Further information can be obtained through www.hsa.ky. Regional updates can be accessed by visiting the CARPHA website on http://carpha.org/What-We-Do/Public-Health-Activities/Chikungunya. In addition United States updates are available from the Centers for Disease Control and Prevention on http://www.cdc.gov/chikungunya/geo/united-states.html


IMAGE: www.vice.com

Related story:

Chikungunya, mosquito-borne virus, infected more than 200 Canadians

From The Canadian Press

Majority of the Canadian cases stem from travel to Caribbean islands, Health Canada says

Health Canada says more than 200 Canadians have been infected by a virus that has sickened hundreds of thousands of people in the Caribbean and spurred a state of emergency in Jamaica.

As of Oct. 1, the agency said Tuesday, 201 Canadians had been infected with chikungunya (CHIK-un-gun-yah), a disease caused by a virus transmitted by mosquitoes. Symptoms include fever and severe joint pain, as well as muscle pain, headache, nausea, fatigue and rash.

There is no evidence of local transmission of chikungunya, a disease caused by a virus transmitted by mosquitoes, in Canada. (Philippe Wojazer/Reuters)

The cases have been confirmed “among travellers returning from endemic areas in 2014,” said Eric Morrissette, a spokesman for Health Canada.

The first case of the disease in the Western Hemisphere was documented on the island of St. Martin last December. Chikungunya has been present in Africa and the Asia-Pacific region for decades.

“A very significant rise in infections by this virus has occurred in 2014, which is consistent with the large outbreak in the Caribbean region and ongoing activity in the Asia-Pacific area,” Morrissette said.

The majority of the Canadian cases stem from travel to Caribbean islands, he added. The area is a popular vacation destination for Canadian sun-seekers.

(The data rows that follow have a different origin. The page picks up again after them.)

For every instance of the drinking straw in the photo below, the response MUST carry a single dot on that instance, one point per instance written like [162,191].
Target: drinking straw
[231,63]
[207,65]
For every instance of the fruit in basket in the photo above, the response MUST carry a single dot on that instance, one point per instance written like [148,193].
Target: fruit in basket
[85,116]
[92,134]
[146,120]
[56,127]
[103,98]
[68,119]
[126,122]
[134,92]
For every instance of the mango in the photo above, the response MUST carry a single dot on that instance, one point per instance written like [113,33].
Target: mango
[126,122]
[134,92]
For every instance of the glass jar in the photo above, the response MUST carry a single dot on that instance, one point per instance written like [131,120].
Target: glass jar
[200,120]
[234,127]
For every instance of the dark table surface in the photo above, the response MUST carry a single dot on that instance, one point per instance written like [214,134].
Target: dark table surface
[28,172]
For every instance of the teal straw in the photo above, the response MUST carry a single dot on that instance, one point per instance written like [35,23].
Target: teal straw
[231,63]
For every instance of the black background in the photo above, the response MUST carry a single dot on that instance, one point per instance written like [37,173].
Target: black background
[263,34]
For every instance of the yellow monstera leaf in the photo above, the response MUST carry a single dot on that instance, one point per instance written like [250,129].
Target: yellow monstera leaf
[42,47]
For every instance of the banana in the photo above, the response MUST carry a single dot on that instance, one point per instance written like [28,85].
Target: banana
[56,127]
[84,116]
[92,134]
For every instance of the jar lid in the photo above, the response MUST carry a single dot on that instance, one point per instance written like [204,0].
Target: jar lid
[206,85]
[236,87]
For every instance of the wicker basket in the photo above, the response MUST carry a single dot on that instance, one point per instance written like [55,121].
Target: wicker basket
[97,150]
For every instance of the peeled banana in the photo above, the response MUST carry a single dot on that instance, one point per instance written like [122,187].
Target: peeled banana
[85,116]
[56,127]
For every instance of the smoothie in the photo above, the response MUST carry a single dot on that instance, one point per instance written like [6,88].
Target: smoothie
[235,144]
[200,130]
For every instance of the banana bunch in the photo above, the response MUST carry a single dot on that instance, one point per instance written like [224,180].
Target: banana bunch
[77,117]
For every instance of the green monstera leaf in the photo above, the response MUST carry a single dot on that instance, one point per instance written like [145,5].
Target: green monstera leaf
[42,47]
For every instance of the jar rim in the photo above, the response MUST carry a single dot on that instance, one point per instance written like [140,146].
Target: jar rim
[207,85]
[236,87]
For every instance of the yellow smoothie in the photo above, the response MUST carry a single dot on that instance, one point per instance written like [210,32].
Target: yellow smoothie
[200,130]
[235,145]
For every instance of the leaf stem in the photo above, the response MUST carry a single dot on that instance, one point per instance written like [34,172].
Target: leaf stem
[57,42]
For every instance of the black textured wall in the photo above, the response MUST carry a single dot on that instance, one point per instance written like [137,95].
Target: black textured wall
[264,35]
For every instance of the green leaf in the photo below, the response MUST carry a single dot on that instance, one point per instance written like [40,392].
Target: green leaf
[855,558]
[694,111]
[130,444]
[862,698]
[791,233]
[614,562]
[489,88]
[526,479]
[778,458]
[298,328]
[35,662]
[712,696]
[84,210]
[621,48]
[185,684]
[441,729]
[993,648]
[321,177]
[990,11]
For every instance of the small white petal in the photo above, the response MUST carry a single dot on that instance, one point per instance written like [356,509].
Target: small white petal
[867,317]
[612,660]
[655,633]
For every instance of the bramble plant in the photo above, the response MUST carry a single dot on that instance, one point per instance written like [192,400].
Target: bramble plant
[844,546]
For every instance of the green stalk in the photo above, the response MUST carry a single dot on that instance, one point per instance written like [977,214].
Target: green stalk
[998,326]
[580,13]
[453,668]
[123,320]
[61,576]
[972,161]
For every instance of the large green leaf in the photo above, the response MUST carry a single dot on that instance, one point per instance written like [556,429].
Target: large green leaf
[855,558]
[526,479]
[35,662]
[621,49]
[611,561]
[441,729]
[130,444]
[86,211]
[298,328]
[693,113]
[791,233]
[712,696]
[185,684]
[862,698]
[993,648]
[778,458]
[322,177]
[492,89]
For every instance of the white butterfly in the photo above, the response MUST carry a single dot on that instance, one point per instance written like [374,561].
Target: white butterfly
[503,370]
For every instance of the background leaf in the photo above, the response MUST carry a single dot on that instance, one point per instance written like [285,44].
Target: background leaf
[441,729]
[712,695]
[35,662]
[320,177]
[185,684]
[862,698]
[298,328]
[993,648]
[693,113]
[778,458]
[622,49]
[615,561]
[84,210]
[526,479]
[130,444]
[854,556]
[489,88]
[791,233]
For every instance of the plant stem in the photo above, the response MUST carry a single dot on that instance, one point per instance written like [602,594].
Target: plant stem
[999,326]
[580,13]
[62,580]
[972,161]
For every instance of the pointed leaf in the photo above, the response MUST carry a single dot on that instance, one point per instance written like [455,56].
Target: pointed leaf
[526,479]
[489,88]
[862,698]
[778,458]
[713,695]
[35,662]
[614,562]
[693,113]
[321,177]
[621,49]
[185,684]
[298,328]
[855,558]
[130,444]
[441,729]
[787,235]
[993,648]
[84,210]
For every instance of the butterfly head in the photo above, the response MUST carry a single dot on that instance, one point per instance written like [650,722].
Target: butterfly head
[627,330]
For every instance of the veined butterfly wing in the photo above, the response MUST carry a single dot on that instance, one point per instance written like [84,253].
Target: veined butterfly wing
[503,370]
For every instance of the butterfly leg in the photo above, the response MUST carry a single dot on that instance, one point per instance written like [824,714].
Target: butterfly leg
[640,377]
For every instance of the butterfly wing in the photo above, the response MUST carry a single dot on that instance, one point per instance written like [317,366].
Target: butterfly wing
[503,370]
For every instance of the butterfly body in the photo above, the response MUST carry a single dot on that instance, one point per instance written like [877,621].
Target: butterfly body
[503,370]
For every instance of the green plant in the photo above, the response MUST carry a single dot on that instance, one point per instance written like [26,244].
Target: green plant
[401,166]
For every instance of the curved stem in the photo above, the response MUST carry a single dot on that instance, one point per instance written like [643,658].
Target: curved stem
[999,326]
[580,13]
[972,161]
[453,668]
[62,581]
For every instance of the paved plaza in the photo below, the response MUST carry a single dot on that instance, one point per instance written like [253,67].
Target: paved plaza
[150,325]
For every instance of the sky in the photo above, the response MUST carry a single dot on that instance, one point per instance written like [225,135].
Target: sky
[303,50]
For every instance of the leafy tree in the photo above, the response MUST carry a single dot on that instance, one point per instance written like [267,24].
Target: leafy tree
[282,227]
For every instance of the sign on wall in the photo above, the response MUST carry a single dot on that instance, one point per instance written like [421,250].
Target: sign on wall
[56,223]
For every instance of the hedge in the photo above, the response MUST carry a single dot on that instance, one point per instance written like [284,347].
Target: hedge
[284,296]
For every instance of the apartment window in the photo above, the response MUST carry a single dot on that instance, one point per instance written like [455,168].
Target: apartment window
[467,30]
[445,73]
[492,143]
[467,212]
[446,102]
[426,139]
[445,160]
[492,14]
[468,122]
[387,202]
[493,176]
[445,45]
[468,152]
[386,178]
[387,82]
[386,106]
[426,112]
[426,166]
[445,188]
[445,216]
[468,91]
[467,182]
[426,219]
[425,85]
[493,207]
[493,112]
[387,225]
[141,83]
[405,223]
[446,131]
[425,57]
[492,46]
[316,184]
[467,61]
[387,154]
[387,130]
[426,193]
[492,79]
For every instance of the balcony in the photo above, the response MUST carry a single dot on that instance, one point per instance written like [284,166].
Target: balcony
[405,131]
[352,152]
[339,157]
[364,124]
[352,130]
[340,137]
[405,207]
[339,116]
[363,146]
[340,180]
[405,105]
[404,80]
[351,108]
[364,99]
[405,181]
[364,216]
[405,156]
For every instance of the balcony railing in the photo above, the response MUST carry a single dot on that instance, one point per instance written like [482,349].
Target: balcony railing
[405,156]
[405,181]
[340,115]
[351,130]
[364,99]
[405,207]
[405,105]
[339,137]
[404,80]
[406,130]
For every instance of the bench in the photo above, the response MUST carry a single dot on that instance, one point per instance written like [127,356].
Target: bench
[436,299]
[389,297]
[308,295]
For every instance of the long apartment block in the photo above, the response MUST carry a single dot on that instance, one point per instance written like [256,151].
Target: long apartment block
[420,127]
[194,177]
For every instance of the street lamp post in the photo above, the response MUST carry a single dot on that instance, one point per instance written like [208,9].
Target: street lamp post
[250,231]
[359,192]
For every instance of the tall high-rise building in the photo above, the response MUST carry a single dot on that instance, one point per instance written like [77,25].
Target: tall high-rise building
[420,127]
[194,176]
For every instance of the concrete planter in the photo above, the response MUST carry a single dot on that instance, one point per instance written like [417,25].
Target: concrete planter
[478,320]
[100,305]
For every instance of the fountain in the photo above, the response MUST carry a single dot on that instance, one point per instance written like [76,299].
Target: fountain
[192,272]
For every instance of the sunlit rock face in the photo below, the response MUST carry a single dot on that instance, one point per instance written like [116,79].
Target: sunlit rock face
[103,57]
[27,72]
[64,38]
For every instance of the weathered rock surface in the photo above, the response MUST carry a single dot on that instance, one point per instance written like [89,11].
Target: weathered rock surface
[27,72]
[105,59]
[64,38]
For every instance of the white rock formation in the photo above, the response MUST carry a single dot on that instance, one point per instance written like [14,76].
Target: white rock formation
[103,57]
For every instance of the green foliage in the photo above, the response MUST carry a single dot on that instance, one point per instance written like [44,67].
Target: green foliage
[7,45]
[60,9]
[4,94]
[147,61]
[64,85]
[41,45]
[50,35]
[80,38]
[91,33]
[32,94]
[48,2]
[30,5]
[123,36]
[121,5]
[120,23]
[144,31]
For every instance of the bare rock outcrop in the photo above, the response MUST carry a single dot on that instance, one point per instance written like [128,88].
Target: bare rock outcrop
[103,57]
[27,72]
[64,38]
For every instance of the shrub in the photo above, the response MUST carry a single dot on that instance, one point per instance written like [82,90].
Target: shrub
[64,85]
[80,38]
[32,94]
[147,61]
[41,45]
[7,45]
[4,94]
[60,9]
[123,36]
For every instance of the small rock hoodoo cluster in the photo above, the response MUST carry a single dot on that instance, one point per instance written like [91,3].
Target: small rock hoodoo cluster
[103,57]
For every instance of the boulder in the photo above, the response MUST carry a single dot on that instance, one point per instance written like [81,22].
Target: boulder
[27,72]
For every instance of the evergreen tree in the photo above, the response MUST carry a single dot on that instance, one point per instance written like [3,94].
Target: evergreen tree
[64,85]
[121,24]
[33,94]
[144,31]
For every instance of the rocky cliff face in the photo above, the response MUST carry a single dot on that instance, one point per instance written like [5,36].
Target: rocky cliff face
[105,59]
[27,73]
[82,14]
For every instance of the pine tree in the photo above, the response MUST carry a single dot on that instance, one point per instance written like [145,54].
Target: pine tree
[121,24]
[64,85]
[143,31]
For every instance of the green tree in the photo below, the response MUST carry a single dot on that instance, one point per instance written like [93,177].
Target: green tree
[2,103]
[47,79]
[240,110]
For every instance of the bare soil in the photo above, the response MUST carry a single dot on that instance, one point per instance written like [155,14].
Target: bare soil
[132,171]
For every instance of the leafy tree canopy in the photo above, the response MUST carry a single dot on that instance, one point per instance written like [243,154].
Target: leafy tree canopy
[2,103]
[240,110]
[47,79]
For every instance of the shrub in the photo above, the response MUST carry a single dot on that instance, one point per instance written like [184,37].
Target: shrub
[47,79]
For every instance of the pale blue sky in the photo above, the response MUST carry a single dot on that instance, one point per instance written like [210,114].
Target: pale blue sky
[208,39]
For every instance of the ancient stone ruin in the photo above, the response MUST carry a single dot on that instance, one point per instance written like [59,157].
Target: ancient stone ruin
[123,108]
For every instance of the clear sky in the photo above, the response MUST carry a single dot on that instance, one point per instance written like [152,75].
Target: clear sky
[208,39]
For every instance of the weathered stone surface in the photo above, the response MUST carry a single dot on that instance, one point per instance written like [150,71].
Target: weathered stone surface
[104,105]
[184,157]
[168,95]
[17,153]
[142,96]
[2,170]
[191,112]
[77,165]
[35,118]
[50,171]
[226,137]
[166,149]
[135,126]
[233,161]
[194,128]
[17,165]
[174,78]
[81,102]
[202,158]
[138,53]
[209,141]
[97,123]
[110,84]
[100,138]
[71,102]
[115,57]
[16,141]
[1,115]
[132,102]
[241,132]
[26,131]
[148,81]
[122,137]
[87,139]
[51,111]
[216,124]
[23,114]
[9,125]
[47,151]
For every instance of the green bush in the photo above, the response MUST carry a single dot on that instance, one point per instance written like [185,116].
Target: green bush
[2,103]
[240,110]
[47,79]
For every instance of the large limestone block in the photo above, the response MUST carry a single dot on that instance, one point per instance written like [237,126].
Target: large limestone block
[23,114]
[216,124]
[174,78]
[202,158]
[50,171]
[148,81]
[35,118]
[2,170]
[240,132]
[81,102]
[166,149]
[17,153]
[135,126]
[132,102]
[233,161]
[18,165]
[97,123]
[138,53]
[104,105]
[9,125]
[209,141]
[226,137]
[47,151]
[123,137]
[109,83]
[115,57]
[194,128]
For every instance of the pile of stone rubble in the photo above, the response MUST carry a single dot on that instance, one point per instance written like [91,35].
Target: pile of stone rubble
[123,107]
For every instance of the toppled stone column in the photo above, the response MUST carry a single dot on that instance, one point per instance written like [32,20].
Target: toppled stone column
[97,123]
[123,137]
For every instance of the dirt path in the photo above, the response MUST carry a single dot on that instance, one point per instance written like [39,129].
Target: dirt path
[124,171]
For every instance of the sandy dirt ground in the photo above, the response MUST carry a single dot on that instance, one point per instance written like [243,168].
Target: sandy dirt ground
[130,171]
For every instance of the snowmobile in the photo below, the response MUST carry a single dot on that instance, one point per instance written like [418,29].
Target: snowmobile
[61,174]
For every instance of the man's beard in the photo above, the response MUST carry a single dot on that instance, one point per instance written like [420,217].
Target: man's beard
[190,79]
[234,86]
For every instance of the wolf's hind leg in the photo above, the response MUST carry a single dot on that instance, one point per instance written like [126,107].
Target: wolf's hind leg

There is no evidence of local transmission in Canada, since the two species of mosquitoes that transmit the virus aren’t native to the country, Morrissette said.

There have also been confirmed cases in the United States and Central and South America.

Jamaican officials declared a state of emergency over the weekend as it grappled with chikungunya. Some estimate as much as 60 per cent of the Jamaican population has fallen ill with the virus.

Almost 800,000 people have been infected in the Caribbean, the majority of them in the Dominican Republic. The country’s health minister said last month that nearly 500,000 people there have battled chikungunya.

Canada issued a travel alert last month warning people going to the Caribbean to protect themselves from mosquito bites.

The Public Health Agency of Canada also urged travellers to consult a health-care provider, or visit a travel-health clinic, at least six weeks before going to the Caribbean.

There is no vaccine or treatment to fight the virus, but the World Health Organization says most patients recover fully.

“But in some cases joint pain may persist for several months, or even years,” the organization says on its website.

“Occasional cases of eye, neurological and heart complications have been reported, as well as gastrointestinal complaints. Serious complications are not common, but in older people, the disease can contribute to the cause of death.”